Files

Shinwoo PARK bf1495a4d0 docs: add IdentityDB foundation plan

2026-05-11 10:41:45 +09:00

14 KiB

Raw Blame History

IdentityDB Foundation Implementation Plan

For Hermes: Use the subagent-driven-development skill to execute this plan task-by-task. Enforce strict TDD for every production behavior.

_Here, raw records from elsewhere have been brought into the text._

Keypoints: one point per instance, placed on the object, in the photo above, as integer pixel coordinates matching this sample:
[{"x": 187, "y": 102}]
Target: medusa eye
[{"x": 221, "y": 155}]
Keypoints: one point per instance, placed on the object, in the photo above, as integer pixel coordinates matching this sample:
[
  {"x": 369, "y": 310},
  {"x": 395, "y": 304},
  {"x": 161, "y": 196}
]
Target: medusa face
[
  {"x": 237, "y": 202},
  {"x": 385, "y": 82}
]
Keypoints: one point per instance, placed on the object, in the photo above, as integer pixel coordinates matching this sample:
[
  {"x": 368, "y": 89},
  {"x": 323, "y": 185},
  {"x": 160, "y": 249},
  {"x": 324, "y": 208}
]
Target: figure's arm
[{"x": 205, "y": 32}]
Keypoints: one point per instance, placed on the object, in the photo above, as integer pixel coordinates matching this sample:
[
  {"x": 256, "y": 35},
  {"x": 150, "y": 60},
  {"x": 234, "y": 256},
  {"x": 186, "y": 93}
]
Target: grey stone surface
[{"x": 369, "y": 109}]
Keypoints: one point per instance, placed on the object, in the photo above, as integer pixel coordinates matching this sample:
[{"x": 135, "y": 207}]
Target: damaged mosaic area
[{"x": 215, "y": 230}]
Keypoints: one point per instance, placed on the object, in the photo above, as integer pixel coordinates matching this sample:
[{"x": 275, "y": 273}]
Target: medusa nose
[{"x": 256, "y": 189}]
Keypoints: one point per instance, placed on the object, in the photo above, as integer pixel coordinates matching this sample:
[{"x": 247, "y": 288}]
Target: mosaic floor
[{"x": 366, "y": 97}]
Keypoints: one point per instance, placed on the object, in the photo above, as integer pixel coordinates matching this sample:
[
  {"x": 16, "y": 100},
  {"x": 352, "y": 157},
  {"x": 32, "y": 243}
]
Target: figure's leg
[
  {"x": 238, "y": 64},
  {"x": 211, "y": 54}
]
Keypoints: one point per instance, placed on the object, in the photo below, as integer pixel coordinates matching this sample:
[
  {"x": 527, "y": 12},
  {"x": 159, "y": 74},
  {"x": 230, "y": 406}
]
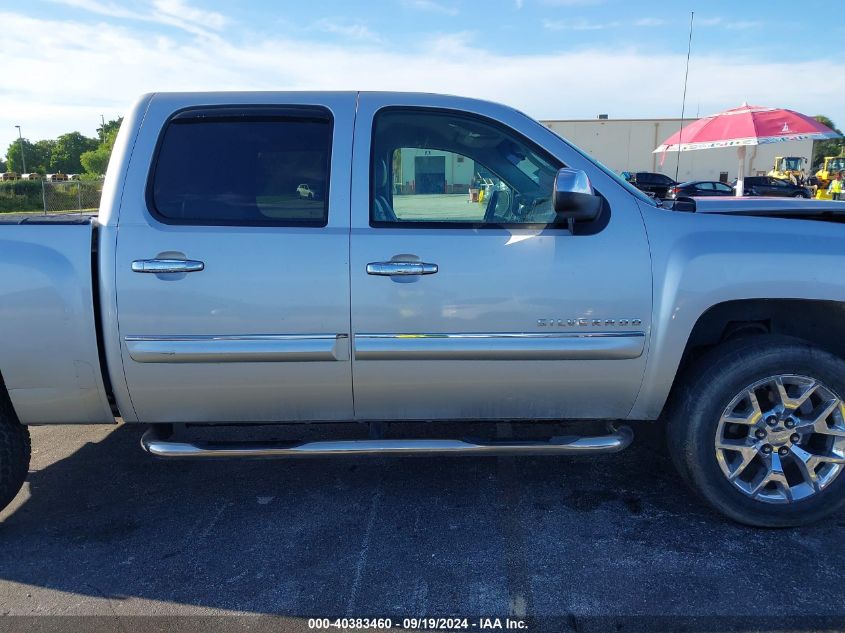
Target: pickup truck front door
[
  {"x": 469, "y": 301},
  {"x": 232, "y": 271}
]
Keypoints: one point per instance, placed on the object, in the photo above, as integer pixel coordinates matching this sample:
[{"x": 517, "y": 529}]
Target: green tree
[
  {"x": 96, "y": 161},
  {"x": 14, "y": 161},
  {"x": 67, "y": 151},
  {"x": 41, "y": 152},
  {"x": 832, "y": 147},
  {"x": 112, "y": 126}
]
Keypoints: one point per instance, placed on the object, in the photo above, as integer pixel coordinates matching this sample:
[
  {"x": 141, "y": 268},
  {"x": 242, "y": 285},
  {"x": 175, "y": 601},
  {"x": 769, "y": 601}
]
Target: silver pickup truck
[{"x": 450, "y": 260}]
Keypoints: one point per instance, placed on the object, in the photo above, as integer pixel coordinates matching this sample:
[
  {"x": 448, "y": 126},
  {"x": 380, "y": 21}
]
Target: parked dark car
[
  {"x": 767, "y": 186},
  {"x": 699, "y": 188},
  {"x": 655, "y": 184}
]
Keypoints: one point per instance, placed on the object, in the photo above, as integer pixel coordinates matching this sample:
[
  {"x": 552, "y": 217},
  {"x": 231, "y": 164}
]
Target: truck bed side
[{"x": 49, "y": 354}]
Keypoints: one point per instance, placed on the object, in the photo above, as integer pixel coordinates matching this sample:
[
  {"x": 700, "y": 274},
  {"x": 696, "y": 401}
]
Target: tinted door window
[
  {"x": 433, "y": 167},
  {"x": 243, "y": 167}
]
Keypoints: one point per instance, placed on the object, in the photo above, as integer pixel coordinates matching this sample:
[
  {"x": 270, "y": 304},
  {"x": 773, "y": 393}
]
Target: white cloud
[
  {"x": 111, "y": 65},
  {"x": 352, "y": 29},
  {"x": 431, "y": 6},
  {"x": 175, "y": 13},
  {"x": 578, "y": 24}
]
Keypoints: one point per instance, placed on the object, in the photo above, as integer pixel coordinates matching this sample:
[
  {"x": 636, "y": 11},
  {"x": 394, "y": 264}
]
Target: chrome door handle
[
  {"x": 160, "y": 266},
  {"x": 390, "y": 269}
]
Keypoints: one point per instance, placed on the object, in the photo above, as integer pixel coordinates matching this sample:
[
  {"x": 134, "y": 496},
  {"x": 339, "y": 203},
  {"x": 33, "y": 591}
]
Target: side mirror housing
[{"x": 573, "y": 197}]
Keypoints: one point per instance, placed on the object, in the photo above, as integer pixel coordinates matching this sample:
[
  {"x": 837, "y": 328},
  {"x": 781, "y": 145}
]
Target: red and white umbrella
[{"x": 743, "y": 126}]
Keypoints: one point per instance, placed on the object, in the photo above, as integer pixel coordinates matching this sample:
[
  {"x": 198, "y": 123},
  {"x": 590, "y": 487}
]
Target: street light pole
[{"x": 23, "y": 155}]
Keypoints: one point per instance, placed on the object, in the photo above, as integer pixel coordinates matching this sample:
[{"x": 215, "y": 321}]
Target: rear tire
[
  {"x": 15, "y": 451},
  {"x": 718, "y": 438}
]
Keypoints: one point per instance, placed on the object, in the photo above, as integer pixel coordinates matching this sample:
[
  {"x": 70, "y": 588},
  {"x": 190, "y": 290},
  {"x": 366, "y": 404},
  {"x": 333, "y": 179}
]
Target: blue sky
[{"x": 77, "y": 59}]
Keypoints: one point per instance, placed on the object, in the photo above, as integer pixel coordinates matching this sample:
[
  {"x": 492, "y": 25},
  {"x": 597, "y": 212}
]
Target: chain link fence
[
  {"x": 73, "y": 196},
  {"x": 50, "y": 198}
]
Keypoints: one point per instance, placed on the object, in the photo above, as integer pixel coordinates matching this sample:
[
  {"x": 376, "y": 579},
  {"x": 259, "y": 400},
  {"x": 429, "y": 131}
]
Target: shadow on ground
[{"x": 579, "y": 540}]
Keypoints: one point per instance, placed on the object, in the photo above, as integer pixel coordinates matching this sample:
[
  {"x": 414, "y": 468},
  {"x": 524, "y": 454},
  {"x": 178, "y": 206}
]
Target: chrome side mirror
[{"x": 573, "y": 197}]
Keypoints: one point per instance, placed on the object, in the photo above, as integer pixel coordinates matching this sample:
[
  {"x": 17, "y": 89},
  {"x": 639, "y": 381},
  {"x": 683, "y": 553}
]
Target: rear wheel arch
[
  {"x": 15, "y": 449},
  {"x": 819, "y": 322}
]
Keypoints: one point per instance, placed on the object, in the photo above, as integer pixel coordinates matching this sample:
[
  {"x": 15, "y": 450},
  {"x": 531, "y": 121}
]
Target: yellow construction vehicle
[
  {"x": 787, "y": 167},
  {"x": 832, "y": 165}
]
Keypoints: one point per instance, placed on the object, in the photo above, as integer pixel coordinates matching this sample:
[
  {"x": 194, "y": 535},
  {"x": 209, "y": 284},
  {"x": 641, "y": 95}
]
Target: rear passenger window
[{"x": 244, "y": 166}]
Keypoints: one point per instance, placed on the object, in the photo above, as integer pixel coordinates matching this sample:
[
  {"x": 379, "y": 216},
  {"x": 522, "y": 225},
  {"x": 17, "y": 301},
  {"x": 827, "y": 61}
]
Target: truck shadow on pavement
[{"x": 586, "y": 541}]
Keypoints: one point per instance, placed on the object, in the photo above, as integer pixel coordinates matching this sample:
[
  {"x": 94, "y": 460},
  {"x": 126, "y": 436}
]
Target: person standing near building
[{"x": 835, "y": 188}]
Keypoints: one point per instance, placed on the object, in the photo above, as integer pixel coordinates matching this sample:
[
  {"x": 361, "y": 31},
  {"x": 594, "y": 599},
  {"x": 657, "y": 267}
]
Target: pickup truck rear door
[
  {"x": 232, "y": 260},
  {"x": 469, "y": 301}
]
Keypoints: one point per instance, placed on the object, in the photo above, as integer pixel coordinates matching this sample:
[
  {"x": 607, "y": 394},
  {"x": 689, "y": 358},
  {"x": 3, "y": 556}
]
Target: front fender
[{"x": 702, "y": 260}]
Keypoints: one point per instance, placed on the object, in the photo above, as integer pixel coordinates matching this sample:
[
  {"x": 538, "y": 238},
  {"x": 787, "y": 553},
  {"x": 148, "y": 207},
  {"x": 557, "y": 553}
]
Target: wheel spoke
[
  {"x": 818, "y": 422},
  {"x": 794, "y": 403},
  {"x": 811, "y": 460},
  {"x": 806, "y": 464}
]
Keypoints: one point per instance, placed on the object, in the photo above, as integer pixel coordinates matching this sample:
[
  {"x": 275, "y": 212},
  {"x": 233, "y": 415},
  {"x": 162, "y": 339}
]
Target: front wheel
[
  {"x": 758, "y": 430},
  {"x": 14, "y": 451}
]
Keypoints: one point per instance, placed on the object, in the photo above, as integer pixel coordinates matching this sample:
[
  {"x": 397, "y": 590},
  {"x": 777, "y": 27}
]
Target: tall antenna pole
[{"x": 684, "y": 101}]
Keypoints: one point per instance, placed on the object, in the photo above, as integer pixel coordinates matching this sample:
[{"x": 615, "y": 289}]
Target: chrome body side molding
[
  {"x": 238, "y": 348},
  {"x": 614, "y": 442},
  {"x": 501, "y": 346}
]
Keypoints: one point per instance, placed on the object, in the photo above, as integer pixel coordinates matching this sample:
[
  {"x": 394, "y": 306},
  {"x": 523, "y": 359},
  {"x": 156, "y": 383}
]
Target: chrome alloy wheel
[{"x": 782, "y": 439}]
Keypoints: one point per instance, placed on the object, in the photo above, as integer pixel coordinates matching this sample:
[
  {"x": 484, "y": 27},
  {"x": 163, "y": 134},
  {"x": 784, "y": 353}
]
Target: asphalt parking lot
[{"x": 601, "y": 543}]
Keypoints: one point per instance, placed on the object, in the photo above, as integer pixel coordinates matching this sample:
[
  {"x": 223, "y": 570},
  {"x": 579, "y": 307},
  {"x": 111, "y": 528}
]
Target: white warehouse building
[{"x": 627, "y": 145}]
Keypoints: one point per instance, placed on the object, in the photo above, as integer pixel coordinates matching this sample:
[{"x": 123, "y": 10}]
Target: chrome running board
[{"x": 614, "y": 442}]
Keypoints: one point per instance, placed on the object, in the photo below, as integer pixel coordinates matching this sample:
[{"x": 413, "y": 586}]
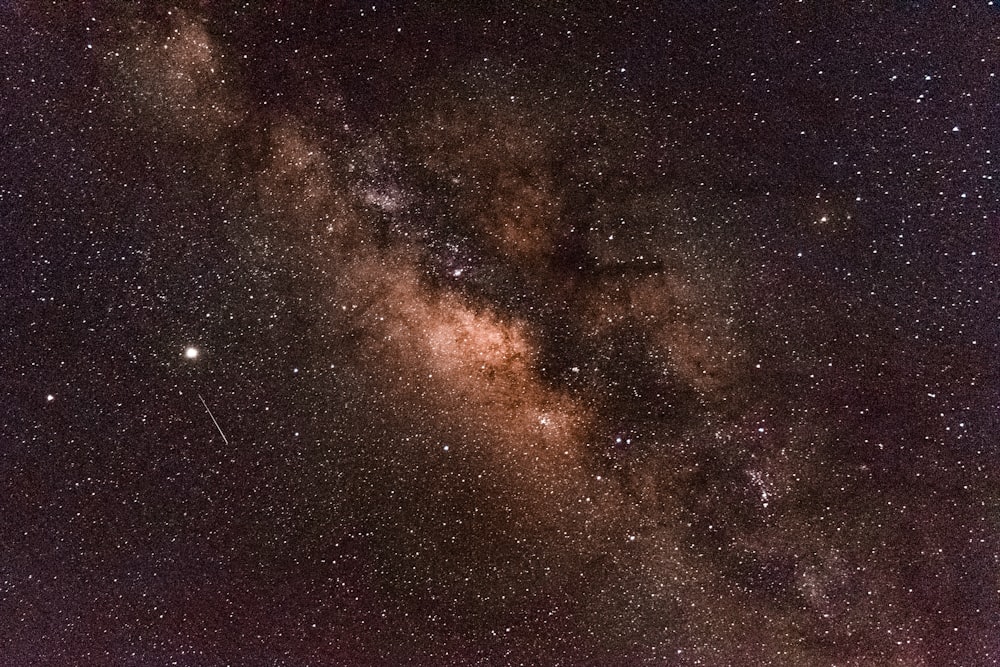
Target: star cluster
[{"x": 558, "y": 334}]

Goal: Build the first usable version of IdentityDB, a TypeScript package that wraps relational databases and exposes a structured API for storing topics, facts, and their many-to-many graph relationships.

Architecture: IdentityDB will use a layered architecture: a storage layer based on Kysely + dialect adapters, a domain layer for topics/facts/links, and a service layer that exposes ergonomic high-level APIs for querying and ingesting memory. Schema initialization will be automatic and idempotent. AI-assisted ingestion will be abstracted behind a pluggable extractor interface so callers can use a small LLM or a deterministic extractor without coupling the core package to a specific model provider.

Tech Stack: TypeScript, Bun, Node.js, Kysely, better-sqlite3, pg, mysql2, Vitest, tsup.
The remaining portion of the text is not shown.